Error 504 Gateway Time-out


#1

Trying to use the pymatgen MPRester query gives me an error about “504 Gateway Time-out”.
This is the code:

rmeur ~ $ cat a.py 
from pymatgen import MPRester
api = MPRester('XXXXXXXXXXX')

res = api.query({"elasticity": {"$exists": True}},
                properties=['task_id', 'pretty_formula', 'elasticity'])
print(len(res))
rmeur ~ $ python3 ./a.py
Traceback (most recent call last):
  File "/Users/fx/anaconda3/lib/python3.7/site-packages/pymatgen/ext/matproj.py", line 152, in _make_request
    .format(response.status_code))
pymatgen.ext.matproj.MPRestError: REST query returned with error status code 504

During handling of the above exception, another exception occurred:

Traceback (most recent call last):
  File "./a.py", line 5, in <module>
    properties=['task_id', 'pretty_formula', 'elasticity'])
  File "/Users/fx/anaconda3/lib/python3.7/site-packages/pymatgen/ext/matproj.py", line 737, in query
    mp_decode=mp_decode)
  File "/Users/fx/anaconda3/lib/python3.7/site-packages/pymatgen/ext/matproj.py", line 157, in _make_request
    raise MPRestError(msg)
pymatgen.ext.matproj.MPRestError: REST query returned with error status code 504. Content: b'<!DOCTYPE HTML PUBLIC "-//IETF//DTD HTML 2.0//EN">\n<html><head>\n<title>504 Gateway Time-out</title>\n</head><body>\n<h1>Gateway Time-out</h1>\n<p>The gateway did not receive a timely response\nfrom the upstream server or application.</p>\n<hr>\n<address>Apache/2.2.15 (CentOS) Server at www.materialsproject.org Port 443</address>\n</body></html>\n'

I originally reported it to pymatgen, who said “ This is a Materials Project issue.” https://github.com/materialsproject/pymatgen/issues/1331


#2

HI @fxcoudert,

Too much data is being requested in one query - that is why you are getting the error. The example notebook to which @ongsp linked on that issue thread was written when there were only 4,430 elastic tensors, whereas now there are nearly 14,000. I am working on a pull request (pymatgen#1324) to adapt MPRester.query to better handle large requests.

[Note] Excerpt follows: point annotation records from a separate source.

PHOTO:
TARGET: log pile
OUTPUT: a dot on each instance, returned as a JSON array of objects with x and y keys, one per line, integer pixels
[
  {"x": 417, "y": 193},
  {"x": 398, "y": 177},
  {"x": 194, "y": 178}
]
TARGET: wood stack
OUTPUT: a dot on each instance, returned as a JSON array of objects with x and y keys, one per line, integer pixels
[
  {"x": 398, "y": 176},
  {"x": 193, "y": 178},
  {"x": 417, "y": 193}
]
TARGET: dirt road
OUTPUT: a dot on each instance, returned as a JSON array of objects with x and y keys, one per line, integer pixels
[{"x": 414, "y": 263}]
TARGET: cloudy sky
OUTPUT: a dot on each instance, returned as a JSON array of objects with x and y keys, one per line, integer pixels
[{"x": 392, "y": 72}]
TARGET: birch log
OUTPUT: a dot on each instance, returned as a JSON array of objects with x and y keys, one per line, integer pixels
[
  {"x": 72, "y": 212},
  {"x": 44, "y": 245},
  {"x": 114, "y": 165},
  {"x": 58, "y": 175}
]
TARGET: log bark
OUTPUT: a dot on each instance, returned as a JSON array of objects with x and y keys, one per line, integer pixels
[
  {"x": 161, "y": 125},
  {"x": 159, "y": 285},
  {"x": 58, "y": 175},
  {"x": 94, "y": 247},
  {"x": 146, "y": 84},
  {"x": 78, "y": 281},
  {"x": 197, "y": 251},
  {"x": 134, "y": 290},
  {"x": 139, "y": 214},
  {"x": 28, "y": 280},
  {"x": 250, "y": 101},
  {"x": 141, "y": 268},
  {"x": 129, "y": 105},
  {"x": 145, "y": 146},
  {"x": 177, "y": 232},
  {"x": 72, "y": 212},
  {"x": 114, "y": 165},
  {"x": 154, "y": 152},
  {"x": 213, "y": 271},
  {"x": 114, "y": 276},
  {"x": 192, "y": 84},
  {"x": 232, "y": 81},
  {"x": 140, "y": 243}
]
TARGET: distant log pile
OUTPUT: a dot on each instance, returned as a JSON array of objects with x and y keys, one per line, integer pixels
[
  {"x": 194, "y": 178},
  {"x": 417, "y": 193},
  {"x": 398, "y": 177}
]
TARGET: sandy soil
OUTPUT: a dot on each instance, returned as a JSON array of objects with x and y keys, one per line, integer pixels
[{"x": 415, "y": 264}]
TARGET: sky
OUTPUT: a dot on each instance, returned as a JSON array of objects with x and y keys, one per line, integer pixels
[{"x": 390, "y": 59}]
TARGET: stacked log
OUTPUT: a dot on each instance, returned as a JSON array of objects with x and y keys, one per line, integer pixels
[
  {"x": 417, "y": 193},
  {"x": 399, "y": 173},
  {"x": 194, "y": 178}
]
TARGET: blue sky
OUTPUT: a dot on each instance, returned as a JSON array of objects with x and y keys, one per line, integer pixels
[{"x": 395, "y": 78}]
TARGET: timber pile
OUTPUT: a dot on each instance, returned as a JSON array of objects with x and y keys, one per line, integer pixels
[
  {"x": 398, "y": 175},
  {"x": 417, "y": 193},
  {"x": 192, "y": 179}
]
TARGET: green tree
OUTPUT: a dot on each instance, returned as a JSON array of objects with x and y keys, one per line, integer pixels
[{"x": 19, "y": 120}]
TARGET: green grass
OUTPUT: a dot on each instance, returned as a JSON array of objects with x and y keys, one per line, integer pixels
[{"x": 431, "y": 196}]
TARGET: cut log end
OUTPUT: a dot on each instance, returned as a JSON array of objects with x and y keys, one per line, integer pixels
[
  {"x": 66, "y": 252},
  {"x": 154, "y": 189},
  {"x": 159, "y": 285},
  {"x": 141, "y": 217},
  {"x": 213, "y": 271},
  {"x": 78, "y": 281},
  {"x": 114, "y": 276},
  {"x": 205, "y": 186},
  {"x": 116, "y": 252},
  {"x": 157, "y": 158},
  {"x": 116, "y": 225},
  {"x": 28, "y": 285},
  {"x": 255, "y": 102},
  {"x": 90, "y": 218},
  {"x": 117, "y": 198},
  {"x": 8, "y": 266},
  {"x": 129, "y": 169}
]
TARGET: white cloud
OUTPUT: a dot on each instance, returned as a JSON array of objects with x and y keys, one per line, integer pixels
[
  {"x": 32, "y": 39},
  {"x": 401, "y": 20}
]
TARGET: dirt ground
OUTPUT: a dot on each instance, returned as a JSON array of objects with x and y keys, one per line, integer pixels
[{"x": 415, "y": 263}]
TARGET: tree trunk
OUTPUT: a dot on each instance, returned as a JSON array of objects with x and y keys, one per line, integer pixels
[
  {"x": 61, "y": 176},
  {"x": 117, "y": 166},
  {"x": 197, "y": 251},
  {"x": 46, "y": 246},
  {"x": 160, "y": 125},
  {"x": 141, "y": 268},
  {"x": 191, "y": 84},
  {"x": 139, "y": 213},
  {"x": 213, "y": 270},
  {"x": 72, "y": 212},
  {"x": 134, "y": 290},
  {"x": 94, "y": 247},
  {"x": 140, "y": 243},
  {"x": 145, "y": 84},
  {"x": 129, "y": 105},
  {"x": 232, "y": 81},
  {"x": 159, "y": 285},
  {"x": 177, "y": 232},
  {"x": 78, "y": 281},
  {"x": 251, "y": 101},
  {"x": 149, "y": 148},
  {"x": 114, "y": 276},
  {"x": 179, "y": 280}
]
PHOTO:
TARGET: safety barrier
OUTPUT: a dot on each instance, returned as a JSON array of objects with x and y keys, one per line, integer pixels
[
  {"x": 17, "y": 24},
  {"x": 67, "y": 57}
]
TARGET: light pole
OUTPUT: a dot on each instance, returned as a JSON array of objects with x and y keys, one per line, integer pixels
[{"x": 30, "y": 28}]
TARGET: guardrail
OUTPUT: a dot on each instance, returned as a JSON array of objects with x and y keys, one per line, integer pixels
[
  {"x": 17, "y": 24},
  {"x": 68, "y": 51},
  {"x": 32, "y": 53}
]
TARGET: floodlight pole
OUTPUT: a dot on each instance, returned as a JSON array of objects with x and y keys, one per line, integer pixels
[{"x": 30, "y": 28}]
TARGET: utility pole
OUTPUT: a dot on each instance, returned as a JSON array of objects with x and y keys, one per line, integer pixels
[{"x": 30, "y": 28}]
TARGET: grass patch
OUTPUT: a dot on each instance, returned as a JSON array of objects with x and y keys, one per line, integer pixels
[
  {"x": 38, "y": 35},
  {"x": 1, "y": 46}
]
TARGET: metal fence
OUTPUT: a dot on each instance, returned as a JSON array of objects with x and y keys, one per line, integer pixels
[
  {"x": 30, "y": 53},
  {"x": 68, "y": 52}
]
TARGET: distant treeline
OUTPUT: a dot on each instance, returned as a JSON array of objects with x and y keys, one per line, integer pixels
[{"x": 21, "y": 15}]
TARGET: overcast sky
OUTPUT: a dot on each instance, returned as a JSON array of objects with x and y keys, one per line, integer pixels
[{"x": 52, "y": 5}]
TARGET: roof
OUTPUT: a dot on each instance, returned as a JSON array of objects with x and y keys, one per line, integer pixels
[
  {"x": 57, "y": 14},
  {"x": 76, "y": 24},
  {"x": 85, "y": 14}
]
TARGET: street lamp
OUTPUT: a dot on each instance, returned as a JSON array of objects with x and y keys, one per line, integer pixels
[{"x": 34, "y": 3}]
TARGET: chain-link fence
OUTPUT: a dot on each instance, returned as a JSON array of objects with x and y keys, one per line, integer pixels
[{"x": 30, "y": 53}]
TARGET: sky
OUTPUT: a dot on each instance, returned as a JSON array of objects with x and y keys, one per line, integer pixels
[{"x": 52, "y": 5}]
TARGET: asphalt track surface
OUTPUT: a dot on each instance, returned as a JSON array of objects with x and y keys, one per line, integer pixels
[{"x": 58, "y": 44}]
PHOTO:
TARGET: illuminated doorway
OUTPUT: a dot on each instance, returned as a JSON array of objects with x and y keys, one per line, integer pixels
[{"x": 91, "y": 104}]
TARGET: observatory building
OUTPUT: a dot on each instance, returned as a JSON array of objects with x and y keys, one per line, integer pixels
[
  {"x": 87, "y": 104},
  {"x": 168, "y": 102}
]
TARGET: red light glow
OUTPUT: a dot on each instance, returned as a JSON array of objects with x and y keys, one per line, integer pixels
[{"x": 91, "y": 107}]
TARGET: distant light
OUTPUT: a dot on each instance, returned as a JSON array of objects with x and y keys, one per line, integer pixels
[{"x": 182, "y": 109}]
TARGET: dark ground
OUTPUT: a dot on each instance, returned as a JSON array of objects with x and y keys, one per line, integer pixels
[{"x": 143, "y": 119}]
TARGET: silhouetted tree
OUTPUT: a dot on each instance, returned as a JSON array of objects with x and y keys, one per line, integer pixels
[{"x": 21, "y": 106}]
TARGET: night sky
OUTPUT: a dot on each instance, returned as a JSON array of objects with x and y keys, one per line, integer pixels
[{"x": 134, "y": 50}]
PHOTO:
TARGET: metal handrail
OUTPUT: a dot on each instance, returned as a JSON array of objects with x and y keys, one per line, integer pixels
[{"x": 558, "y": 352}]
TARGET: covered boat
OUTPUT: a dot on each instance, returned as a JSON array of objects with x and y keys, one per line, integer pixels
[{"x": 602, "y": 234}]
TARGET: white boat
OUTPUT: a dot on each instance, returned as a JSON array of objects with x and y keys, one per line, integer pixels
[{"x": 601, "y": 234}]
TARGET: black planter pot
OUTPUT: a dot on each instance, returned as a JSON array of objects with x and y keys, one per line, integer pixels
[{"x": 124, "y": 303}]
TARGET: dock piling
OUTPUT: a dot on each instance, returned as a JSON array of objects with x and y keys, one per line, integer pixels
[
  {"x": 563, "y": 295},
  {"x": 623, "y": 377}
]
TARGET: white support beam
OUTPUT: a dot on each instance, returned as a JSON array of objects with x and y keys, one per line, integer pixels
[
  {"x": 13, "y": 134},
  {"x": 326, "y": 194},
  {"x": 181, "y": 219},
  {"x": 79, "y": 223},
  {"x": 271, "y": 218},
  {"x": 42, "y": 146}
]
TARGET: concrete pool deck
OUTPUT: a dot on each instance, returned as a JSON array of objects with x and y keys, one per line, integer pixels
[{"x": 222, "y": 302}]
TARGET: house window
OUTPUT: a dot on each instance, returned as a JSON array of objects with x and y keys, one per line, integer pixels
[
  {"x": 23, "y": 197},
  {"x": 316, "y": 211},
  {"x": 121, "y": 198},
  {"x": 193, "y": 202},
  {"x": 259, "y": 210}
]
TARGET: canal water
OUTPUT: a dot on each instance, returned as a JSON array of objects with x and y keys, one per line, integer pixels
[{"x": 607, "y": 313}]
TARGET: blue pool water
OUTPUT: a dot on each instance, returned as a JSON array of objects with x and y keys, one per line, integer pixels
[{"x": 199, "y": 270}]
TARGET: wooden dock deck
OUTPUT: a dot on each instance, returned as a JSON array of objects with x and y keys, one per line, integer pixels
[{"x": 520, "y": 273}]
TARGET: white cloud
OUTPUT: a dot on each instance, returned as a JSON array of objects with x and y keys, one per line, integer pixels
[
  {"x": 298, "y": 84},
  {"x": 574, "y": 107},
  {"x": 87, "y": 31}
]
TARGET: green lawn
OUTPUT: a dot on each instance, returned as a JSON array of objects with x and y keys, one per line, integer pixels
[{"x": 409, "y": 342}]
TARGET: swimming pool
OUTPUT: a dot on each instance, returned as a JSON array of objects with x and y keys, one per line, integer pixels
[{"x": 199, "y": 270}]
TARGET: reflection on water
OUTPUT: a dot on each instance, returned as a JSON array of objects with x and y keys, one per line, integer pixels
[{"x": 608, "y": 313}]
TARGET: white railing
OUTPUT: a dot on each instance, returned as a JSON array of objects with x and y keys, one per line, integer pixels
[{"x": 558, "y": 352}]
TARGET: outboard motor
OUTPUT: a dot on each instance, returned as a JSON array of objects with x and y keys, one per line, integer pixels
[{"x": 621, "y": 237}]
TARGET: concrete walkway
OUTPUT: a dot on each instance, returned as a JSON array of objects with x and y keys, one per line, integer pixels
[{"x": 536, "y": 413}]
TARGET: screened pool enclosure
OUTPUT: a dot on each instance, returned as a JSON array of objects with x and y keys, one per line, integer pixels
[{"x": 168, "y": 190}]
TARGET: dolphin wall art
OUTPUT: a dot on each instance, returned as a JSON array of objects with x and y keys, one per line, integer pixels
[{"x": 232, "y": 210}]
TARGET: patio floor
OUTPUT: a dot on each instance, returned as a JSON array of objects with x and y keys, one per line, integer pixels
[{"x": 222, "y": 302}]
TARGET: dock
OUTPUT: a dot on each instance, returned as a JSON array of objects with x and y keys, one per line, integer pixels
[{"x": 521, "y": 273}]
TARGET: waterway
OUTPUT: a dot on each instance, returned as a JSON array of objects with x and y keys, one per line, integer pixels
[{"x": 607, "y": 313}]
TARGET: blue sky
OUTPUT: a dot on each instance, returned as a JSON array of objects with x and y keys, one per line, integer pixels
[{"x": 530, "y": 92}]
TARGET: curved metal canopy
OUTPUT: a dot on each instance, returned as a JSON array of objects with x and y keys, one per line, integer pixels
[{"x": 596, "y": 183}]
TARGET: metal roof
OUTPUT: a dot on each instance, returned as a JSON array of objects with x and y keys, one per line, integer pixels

Note that we impose no query size limits or rate limits: this is a limitation of the way we serve the data dynamically. Our API server queries the database, fetches the data, and returns it to you. Because the API server has limited RAM, it simply cannot serve too-large data requests in a single query. If we e.g. buffered and streamed the results to a temporary file, then we could give you a link to the file and you could download a giant file, but we favor the simplicity of in-RAM dynamic queries. I am adding functionality to MPRester.query to chunk queries.


#3

Given the requests over the web are too big, taking too long, timing out… is there a way to clone/download the whole database, to reduce query issues (and network time)?


#4

If anybody is interested, manually chunking the requests using the $in operator is a workaround:

$ PYTHONUNBUFFERED=1 python3 ./a.py
Found 13934 entries
++++++++++++++++++++++++++++
Confirmed: 13934 entries
$ cat a.py 
from pymatgen import MPRester
api = MPRester('XXXXXXXXXXXXX')

res = api.query({"elasticity": {"$exists": True}}, properties=['material_id'])
entries = [x['material_id'] for x in res]
print(f'Found {len(entries)} entries')

size = 500
chunks = [entries[i:i+size] for i in range(0, len(entries), size)]
res = []

for chunk in chunks:
    print('+', end='')
    x = api.query({"material_id": {"$in": chunk}}, properties=['task_id', 'pretty_formula', 'elasticity'])
    res.extend(x)

print('')
print(f'Confirmed: {len(res)} entries')

#5

I didn’t know about Python 3.6+ f-strings! Thanks @fxcoudert!